Although, with his new gig he won't be able to be as provocative and potty-mouthed as he was on the no-holds-barred 7 Days.

"On 7 Days it was really anything for a laugh and sometimes you would say things and the message may not be 100 per cent something you agreed with, like a joke about Paula Bennett being fat. I don't think it's a great thing for a comedian to spend a lot of time talking about how fat a politician is, but when you're in that studio, with a live audience, you know you can get a laugh out of it.

"Whereas, in this role I'll have time to prepare, there will be less mayhem, so time to get your lines out, and it's a chance to do a little mental check: 'Is it funny? And what am I saying it for?'

"Like [US fake news series] The Daily Show, it's all funny, but at the end of the night Jon Stewart has done some pretty important stuff. That's my aim, and a challenge; to do funny stuff and make sure it's interesting and true."

Growing up in Hamilton, Mulligan was the "brainy kid at school", and was brought up on a steady diet of backyard cricket ("I spent most of my summer bowling to my older brother in the backyard, as he went on to score double centuries"), watching British comedies such as Black Adder and The Young Ones, and local series McPhail and Gadsby, and playing Scrabble (he's still a fan with his Twitter page wallpaper a customised Scrabble board).

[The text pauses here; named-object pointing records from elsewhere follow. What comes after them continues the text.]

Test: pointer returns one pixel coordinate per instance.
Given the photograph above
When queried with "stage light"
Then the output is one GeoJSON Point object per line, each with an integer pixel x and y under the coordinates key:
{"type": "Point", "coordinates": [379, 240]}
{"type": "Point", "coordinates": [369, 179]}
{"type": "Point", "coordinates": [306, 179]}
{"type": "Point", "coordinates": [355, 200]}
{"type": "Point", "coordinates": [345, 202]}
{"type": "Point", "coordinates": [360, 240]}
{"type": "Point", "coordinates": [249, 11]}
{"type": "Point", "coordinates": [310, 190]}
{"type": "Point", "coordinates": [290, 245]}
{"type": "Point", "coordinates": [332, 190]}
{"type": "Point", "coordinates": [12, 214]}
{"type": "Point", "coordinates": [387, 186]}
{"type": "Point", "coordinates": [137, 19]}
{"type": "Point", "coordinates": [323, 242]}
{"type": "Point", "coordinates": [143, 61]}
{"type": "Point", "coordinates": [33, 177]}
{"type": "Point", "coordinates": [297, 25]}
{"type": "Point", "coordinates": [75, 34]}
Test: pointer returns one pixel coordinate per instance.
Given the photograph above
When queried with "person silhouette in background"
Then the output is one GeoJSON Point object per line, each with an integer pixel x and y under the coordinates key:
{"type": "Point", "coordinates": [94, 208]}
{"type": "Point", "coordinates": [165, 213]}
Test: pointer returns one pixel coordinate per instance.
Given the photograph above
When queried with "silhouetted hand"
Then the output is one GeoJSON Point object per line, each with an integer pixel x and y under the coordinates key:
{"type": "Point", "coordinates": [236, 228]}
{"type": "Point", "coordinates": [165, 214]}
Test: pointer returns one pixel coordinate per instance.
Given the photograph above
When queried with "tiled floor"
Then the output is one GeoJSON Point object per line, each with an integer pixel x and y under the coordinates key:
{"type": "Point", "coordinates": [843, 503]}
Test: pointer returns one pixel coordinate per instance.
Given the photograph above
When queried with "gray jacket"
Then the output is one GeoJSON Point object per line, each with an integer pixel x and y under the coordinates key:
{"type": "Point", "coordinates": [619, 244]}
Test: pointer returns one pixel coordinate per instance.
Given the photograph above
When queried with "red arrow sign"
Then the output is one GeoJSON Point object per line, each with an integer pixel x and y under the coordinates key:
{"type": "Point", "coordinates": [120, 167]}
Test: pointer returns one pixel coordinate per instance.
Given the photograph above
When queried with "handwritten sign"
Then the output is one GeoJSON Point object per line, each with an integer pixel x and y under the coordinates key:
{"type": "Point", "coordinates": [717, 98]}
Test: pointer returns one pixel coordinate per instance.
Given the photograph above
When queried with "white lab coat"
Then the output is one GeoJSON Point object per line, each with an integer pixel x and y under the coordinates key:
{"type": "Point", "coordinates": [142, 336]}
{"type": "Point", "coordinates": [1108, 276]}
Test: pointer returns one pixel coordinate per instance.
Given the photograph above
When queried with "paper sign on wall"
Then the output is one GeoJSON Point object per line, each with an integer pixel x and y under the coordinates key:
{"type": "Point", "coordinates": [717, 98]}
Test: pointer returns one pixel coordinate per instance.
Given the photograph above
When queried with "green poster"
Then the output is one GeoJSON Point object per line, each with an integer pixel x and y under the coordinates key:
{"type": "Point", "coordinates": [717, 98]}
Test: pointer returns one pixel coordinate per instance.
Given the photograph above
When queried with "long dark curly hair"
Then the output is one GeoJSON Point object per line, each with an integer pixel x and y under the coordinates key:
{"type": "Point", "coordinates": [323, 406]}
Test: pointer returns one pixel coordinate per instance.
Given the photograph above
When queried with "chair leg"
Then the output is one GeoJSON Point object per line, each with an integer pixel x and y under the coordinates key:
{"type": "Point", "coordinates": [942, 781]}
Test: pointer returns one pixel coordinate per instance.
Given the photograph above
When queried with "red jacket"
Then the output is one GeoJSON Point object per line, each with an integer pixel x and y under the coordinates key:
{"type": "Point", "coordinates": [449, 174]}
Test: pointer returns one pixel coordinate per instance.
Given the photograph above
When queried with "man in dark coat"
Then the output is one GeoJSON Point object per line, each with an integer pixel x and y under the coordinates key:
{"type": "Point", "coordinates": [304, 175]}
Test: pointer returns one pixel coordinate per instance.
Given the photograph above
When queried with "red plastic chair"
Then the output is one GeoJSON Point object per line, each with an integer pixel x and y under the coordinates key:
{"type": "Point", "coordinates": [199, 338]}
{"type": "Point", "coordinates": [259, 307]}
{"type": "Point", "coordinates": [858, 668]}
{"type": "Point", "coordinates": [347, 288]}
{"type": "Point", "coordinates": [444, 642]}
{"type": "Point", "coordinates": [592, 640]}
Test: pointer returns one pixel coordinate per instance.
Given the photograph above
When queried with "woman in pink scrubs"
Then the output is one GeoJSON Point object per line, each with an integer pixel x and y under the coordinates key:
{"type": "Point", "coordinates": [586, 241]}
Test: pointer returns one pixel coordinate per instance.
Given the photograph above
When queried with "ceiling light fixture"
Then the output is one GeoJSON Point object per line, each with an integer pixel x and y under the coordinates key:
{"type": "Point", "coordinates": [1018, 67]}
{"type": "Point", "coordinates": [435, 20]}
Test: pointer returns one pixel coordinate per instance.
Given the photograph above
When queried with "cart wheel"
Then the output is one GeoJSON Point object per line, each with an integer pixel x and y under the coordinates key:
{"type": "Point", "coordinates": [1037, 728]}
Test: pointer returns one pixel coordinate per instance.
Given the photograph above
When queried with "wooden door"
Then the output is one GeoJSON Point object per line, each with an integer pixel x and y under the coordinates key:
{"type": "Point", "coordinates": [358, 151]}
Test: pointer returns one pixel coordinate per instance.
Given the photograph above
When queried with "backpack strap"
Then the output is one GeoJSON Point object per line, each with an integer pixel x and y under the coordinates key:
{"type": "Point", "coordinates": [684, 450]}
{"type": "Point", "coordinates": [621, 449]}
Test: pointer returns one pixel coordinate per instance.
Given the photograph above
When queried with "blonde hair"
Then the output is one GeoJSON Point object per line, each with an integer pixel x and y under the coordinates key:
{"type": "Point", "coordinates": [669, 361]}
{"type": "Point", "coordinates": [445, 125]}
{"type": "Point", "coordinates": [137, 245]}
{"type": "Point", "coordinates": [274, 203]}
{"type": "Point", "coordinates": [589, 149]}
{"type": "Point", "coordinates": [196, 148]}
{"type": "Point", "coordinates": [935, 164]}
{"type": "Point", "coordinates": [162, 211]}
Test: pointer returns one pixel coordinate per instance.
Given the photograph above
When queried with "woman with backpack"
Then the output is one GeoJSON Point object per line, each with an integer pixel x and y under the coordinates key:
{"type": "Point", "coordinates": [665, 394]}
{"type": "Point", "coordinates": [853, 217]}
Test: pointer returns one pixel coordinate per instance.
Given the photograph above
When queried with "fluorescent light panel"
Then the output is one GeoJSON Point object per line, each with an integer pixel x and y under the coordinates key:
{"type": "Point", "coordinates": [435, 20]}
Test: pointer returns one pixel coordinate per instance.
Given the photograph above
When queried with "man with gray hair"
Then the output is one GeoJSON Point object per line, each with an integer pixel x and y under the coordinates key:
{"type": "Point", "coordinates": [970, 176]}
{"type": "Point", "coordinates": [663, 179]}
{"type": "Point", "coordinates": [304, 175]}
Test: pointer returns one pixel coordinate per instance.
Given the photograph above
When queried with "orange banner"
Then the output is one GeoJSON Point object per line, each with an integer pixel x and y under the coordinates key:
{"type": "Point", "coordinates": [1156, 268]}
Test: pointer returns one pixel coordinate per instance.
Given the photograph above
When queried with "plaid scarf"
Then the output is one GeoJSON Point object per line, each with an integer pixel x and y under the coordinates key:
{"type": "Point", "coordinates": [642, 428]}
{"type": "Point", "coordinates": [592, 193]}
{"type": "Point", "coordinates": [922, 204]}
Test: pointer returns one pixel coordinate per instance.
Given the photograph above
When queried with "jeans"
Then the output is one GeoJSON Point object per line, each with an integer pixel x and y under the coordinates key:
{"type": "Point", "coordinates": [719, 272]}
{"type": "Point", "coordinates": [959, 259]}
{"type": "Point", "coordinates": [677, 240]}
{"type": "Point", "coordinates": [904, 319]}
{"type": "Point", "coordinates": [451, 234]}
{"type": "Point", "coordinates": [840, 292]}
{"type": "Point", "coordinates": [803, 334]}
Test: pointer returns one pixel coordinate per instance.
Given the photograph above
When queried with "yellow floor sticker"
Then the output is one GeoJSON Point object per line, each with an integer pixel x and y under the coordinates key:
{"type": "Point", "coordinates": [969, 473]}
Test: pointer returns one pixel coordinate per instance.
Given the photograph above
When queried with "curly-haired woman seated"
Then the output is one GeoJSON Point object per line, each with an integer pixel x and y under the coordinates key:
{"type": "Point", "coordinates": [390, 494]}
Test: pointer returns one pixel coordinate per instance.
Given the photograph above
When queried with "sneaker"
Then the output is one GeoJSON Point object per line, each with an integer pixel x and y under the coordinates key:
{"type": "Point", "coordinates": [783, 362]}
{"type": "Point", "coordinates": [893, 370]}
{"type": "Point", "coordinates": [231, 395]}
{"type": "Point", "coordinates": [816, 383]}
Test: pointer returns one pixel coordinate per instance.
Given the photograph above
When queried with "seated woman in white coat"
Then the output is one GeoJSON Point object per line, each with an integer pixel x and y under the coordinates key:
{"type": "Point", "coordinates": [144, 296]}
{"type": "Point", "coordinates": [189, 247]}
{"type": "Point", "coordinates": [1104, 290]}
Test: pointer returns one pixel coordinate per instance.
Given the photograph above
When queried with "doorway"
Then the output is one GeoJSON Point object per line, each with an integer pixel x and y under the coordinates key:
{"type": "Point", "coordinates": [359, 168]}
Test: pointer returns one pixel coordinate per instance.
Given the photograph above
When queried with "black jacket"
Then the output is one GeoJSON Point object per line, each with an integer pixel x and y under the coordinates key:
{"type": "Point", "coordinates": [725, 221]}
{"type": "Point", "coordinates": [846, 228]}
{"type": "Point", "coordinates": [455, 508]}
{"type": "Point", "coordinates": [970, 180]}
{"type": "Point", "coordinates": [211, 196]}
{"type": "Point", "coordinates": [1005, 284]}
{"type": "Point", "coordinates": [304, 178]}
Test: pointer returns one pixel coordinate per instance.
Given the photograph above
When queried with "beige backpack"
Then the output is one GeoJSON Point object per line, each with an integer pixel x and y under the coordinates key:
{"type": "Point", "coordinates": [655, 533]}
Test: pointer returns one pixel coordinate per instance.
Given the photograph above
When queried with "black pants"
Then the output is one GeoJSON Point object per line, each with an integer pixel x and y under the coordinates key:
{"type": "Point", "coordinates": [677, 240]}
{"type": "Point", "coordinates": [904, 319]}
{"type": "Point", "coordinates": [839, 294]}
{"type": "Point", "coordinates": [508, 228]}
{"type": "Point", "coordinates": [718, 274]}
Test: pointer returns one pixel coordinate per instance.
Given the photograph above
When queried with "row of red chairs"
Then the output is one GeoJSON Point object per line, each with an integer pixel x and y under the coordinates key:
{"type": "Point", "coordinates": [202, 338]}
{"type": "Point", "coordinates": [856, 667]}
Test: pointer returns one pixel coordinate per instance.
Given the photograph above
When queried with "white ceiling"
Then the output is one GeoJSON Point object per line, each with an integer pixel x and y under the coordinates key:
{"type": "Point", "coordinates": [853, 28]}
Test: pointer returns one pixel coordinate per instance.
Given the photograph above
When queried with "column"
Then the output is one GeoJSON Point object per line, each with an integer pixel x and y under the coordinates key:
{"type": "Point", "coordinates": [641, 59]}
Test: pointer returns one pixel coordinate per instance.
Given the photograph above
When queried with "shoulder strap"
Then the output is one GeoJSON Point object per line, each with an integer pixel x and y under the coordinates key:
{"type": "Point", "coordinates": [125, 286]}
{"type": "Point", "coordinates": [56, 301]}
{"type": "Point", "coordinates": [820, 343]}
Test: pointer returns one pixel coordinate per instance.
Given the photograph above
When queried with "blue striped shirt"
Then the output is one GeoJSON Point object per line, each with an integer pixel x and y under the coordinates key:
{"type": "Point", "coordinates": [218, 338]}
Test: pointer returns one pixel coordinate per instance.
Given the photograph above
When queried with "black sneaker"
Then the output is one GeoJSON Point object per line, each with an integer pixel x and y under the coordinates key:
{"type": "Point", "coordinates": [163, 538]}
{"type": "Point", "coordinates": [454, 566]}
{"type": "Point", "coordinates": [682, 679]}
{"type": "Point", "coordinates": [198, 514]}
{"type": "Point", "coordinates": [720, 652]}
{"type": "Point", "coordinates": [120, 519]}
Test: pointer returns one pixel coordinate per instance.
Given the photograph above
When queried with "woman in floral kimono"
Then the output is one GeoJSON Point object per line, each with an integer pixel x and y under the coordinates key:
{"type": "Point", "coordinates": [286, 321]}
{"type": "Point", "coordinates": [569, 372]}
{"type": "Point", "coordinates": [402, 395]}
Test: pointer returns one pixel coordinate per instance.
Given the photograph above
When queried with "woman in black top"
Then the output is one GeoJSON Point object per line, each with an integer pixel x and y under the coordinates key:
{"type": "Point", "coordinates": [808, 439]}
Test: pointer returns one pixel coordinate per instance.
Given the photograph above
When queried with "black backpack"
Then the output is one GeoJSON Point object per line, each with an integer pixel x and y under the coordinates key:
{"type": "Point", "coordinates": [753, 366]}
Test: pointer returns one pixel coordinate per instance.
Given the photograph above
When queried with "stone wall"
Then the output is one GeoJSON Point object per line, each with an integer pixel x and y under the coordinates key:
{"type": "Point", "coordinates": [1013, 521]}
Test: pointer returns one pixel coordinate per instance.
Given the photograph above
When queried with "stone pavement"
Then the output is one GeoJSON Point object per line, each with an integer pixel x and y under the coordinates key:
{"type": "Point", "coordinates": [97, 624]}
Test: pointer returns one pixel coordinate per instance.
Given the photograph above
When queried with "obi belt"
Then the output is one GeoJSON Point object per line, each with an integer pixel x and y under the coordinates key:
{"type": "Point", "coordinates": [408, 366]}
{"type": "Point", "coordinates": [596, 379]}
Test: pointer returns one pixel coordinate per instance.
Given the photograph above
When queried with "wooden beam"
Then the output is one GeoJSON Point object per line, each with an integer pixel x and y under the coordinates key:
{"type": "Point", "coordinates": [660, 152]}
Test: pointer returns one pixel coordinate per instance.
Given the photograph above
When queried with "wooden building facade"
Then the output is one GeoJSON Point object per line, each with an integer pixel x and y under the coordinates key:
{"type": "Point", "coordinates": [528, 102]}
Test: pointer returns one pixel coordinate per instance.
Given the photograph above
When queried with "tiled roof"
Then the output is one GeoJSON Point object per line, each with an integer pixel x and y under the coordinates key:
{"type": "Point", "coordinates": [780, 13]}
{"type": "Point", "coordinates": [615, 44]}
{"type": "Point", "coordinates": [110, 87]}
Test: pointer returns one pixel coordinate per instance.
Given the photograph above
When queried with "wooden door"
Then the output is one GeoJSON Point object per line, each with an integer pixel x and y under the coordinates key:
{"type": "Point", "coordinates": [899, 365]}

He also admits to a strange fascination with talkback radio ("I used to listen to Radio Pacific, I love the format").

After school he studied law, and it was about this time he got a job as the joker on a local radio station - and his start in comedy - when he won a first-timer's stand-up competition.

"So I guess it was talk and news first and then I got up on stage at a comedy competition. So I did all that in parallel, but it wasn't until 7 Days that I really got to meld them into one job and do both."

These days, as well as expecting his second child, he is also a food writer, doing restaurant reviews for Metro magazine and writing his blog aucklandfoodblog.co .nz, and is proud of his "manbassador" role at charity Bellyful, which provides meals for families with newborn children and those in crisis ("food is the best thing you can donate").

But most importantly, given his new job, Mulligan remains a staunch news addict.

"It's about being connected. And my job for the past few years has been about the news, writing jokes about it and taking interesting angles on it. So in a way that's a personal thing, because I need to be connected to be employed. And as a comedian, topical references are your language, so missing a story is losing part of your language."

Last year, Mulligan met John Campbell in the street and suggested the idea that he could do some sort of funny slot each week on his show.

Mulligan says Campbell was characteristically encouraging - "He said, 'Yeah. Okay. Okay, Jesse. Yeah'," says Mulligan, doing his best Campbell impression - but of course nothing ever came of it.

Now he will be in direct competition with Campbell Live, though the two shows will be far different in format to old rival Close Up.

Then again, Mulligan doesn't see Campbell Live as the sole competition for Seven Sharp, because Twitter and those people who watch telly while tinkering away on their laptops and tablets are TV's main rivals these days.

"Because the day a big story breaks, as a comedy writer you can't actually compete with Twitter for one-liners," he concedes.

But Mulligan reckons it's time the 7pm current affairs time slot, which started with Holmes way back in 1989, was given an overhaul.

"Seven Sharp will really tear up the format and hopefully create a show that will have 10 years of life in it."